Hey guys (and girls) I'm having a problem with arrays, this code below looks like duplicating each column inside a array! :/
<?php
//quantidade_de_registro
include("mysqlconfig.inc");
$query = "SELECT * FROM contas ";
$res = mysql_query($query);
while($row = mysql_fetch_array($res)){
$arr[] = $row;
}
echo json_encode($arr);
mysql_close($con);
?>
It will returns something like this:
[{"0":"5","ID":"5","1":"Zenny","Login":"Zenny","2":"Zeny","Nome":"Zeny","3":"daniel_queiroz789#hotmail.com","Email":"daniel_queiroz789#hotmail.com","4":"23021994","Senha":"23021994"}]

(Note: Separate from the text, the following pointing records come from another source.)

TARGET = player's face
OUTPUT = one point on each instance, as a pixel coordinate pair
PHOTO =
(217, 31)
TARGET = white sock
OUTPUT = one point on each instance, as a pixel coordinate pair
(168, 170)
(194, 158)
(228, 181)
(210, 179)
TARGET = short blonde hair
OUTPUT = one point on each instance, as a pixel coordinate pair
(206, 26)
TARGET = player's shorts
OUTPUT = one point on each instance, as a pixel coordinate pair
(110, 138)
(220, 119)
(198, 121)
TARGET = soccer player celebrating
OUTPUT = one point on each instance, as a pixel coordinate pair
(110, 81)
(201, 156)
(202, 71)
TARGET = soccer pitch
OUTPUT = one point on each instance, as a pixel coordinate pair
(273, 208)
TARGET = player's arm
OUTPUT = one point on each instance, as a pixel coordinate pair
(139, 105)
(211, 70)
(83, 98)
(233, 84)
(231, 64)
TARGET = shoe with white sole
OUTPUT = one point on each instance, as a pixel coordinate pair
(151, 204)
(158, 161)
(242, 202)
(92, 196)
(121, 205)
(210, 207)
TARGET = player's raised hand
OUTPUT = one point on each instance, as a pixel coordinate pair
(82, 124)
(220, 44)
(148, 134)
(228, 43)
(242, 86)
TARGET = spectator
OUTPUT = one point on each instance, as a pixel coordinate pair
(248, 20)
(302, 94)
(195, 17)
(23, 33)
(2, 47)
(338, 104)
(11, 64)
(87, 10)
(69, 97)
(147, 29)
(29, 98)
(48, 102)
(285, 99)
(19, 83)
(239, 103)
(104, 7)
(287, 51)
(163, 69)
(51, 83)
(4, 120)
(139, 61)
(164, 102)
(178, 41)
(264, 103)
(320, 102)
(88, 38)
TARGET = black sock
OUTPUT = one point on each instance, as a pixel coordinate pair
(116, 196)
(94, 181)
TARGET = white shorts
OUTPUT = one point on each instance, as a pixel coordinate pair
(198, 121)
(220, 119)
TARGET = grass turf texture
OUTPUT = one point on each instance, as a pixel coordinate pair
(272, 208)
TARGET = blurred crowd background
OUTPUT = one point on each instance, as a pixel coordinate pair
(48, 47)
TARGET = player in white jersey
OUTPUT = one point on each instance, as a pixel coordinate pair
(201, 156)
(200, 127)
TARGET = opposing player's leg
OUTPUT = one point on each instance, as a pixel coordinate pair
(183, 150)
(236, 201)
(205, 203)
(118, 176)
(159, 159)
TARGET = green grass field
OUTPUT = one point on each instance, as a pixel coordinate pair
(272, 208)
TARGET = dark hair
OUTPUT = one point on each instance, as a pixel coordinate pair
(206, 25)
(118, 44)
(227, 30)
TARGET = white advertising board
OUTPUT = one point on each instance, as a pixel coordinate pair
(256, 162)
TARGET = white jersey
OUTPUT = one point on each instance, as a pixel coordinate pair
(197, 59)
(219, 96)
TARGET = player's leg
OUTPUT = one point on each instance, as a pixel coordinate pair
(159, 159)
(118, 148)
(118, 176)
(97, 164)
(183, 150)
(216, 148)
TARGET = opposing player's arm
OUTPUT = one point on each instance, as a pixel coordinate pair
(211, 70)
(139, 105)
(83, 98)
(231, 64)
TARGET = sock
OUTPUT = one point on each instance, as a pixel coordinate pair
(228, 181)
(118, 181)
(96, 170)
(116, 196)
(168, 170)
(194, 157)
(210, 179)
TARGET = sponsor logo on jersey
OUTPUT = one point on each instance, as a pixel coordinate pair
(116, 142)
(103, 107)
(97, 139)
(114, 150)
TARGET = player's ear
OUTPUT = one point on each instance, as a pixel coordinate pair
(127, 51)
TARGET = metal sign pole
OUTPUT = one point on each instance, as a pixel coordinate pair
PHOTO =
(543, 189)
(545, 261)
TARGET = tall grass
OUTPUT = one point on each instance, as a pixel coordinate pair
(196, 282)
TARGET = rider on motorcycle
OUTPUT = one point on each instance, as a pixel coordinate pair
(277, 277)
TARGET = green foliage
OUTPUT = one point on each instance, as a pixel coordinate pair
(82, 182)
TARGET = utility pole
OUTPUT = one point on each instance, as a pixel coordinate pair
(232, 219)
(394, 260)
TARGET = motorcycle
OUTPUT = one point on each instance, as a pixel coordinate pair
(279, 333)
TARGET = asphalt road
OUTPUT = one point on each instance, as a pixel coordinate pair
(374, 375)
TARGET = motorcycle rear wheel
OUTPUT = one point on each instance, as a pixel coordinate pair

Each Column appears twice, But I need each column appears just once, a friend mine said that I need to re-parse the array and put it into the array, I don't know what it means or how I can do that :/
Please help :)
you can modify your script by adding a second parameter to the fetch
mysql_fetch_array($res,MYSQL_ASSOC)
However I will second that you should use PDO or mysqli instead
Use mysql_fetch_assoc
No, don't do that. Instead use PDO or mysqli and their respective fetch methods.

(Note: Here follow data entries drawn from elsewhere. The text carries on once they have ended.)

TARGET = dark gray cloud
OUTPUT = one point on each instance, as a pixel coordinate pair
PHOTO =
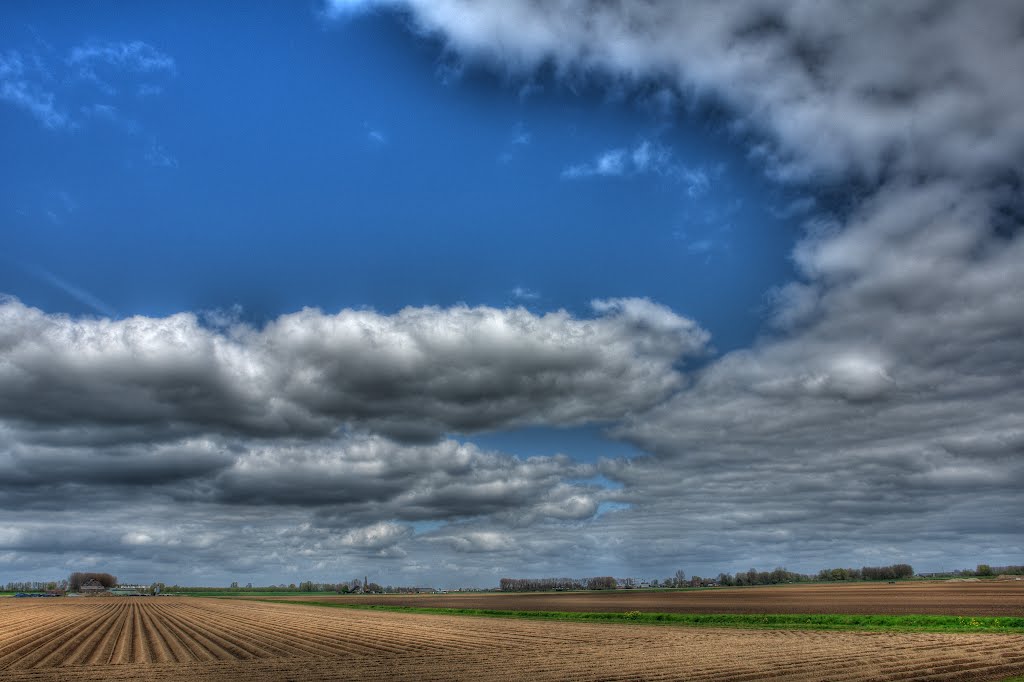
(881, 415)
(879, 419)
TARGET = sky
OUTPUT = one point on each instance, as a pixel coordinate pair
(440, 292)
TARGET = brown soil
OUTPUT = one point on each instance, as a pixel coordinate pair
(218, 640)
(994, 599)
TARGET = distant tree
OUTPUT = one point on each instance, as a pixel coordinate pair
(602, 583)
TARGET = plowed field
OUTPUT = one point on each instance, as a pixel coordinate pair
(207, 639)
(994, 599)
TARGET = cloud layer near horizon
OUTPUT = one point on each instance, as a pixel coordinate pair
(878, 420)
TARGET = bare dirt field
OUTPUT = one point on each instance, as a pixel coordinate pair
(941, 598)
(208, 639)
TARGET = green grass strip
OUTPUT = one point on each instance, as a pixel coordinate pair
(950, 624)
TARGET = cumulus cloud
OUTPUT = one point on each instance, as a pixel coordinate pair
(414, 375)
(832, 435)
(877, 421)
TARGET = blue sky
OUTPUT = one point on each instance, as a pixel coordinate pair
(448, 292)
(278, 161)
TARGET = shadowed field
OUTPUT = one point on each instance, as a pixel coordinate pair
(941, 598)
(208, 639)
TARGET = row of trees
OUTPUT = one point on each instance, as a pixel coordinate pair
(984, 570)
(556, 584)
(752, 577)
(892, 572)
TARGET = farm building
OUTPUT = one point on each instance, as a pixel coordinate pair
(130, 590)
(92, 587)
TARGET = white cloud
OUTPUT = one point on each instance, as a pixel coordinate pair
(413, 375)
(17, 88)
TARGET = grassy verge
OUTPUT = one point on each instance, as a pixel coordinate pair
(952, 624)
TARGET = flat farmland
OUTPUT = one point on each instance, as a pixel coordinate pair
(209, 639)
(940, 598)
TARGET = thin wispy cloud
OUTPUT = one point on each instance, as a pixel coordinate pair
(519, 138)
(20, 89)
(523, 294)
(134, 56)
(84, 297)
(39, 84)
(158, 156)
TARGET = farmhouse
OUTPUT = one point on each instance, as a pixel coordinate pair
(92, 587)
(130, 590)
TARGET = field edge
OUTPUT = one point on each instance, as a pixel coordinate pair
(830, 622)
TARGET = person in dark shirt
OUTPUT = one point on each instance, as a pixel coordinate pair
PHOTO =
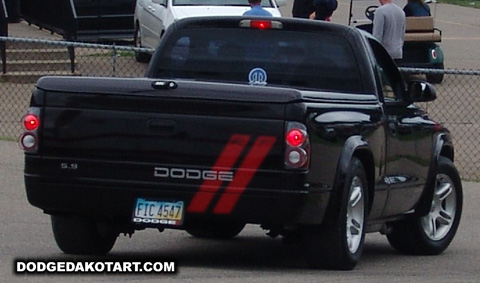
(324, 9)
(416, 8)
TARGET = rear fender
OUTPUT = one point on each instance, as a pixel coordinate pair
(442, 146)
(354, 146)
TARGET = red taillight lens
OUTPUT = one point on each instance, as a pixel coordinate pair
(31, 122)
(297, 146)
(295, 137)
(261, 24)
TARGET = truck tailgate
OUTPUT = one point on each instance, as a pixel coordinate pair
(137, 133)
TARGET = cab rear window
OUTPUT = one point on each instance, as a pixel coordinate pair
(297, 59)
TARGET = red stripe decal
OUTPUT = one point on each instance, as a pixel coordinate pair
(225, 161)
(244, 175)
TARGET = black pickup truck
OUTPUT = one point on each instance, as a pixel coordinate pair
(306, 128)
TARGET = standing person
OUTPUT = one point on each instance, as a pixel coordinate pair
(257, 9)
(324, 9)
(389, 27)
(302, 8)
(416, 8)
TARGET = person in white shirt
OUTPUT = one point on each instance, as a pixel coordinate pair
(389, 27)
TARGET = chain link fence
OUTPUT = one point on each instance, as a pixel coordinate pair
(28, 59)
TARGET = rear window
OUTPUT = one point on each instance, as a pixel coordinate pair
(297, 59)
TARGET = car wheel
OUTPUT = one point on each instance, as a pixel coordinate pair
(339, 245)
(81, 236)
(432, 234)
(437, 77)
(141, 57)
(216, 230)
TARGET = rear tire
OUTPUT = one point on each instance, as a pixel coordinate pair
(81, 236)
(432, 234)
(216, 230)
(339, 246)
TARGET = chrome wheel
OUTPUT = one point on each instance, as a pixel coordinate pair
(355, 215)
(438, 222)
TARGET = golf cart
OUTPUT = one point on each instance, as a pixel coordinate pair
(420, 49)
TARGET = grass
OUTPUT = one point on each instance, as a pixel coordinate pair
(465, 3)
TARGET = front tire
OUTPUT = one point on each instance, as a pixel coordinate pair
(432, 234)
(81, 236)
(339, 245)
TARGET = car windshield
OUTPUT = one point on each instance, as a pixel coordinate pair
(265, 3)
(283, 58)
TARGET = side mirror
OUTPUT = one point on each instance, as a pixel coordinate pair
(420, 91)
(281, 3)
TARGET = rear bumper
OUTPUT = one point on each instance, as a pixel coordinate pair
(110, 201)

mysql_fetch_array fetches both numeric and associative arrays simultaneously.
mysql_fetch_array() as it's second paramter by default at "MYSQL_BOTH" meaning it return an array with both numerical and associative key.
To have only one of those, you can specify it in the call
mysql_fetch_array($res, MYSQL_ASSOC); // for assosiative
// OR
mysql_fetch_array($resm MYSQL_NUM); // for numeric
For more information you can take a look at the PHP documentation : http://php.net/manual/en/function.mysql-fetch-array.php
Try using PDO. The PDOStatement class fetch methods allow you to set the format of the returned data.
Here is some code for retrieving your data in an associative array:
try {
$dbh = new PDO("mysql:host=$host;dbname=$dbname", $user, $pass);
$sth = $dbh->prepare("SELECT * FROM contas");
if($sth->execute()) {
$contacts = $sth->fetchAll(PDO::FETCH_ASSOC);
echo json_encode($contacts);
} else {
throw new PDOException(print_r($sth->errorInfo(), true));
}
} catch(PDOException $e) {
echo $e->getMessage();
}